„Nicht pauschal urteilen“

Vandalismus Der Geschäftsführer von Hannover 96, Martin Bader, über randalierende Fans in Bahnhöfen und beschädigte Züge auf Auswärtsreisen

Foto: Philipp von Dithfurt/dpa

taz: Herr Bader, kaum ein Wochenende vergeht ohne Sachbeschädigungen in Zügen oder Fanrandale in Bahnhöfen: Hat die Bundesliga ein Problem?
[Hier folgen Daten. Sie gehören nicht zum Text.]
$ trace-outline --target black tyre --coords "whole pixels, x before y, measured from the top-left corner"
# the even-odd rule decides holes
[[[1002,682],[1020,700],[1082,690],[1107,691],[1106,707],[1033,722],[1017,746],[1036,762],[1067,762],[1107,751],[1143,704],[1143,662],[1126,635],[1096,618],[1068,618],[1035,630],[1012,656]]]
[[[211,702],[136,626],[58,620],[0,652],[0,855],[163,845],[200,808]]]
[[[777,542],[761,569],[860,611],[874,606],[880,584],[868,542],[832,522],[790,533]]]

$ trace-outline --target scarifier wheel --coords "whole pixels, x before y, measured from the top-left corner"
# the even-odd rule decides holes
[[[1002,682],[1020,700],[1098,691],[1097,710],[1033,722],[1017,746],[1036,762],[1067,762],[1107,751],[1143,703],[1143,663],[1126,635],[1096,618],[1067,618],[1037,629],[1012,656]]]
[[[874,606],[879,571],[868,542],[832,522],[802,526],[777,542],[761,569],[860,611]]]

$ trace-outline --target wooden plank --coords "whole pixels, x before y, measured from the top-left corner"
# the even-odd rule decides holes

Martin Bader: Jeder Vorfall ist einer zu viel. Ob sich die Vorfälle in dieser Saison bisher bundesweit gehäuft haben, weiß ich nicht. Dass es zuletzt mehrere Vorfälle gegeben hat, in die auch Fans von Hannover 96 involviert waren, halte ich für Zufall. Ich warne davor, pauschal über Gruppierungen zu urteilen.

Bei zwei Vorfällen werden konkret 96-Fans mit Gewalt und Sachbeschädigungen in Verbindung gebracht. Sorgen Sie sich um das Image des Vereins?

Jede Berichterstattung über einen negativen Vorfall schadet uns. Aber ein Verein kann nicht für jedes Handeln eines Einzelnen verantwortlich sein. Wir kehren nichts unter den Teppich, sondern betrachten jeden Einzelfall sehr sorgsam. Alles wird mit der Polizei, unserer Fanbetreuung und dem Sicherheitsdienst abgestimmt. Jeder 96-Fan, der eine Straftat begeht, hat mit einschneidenden Konsequenzen zu rechnen.

Können Sie verstehen, wenn Polizisten genervt reagieren und die Vereine mehr in der Pflicht sehen?

Ich kann das verstehen. Das geht doch jedem so, wenn es im Umfeld von Spielen zu Ausschreitungen und Sachbeschädigungen kommt, die niemand sehen will. Wir sind im Dialog mit den zuständigen Stellen wie der Bahnpolizei, um uns einzubringen und einen Beitrag dazu zu leisten, dass solche Dinge nicht mehr passieren.

Welche Maßnahmen ergreifen Sie vereinsintern?

Wir tauschen uns intensiv mit den Behörden, den Fanbetreuern und unserem Fanbeirat aus. Die Fanbetreuung von Hannover 96 ist in den vergangenen Jahren ausgebaut worden. Es geht darum, bei den Fans für Verständnis zu werben und unsere Wertevorstellung klarzumachen. Fanprojekte leisten präventive Arbeit, um möglichst alle gesellschaftlichen Schichten zu erreichen.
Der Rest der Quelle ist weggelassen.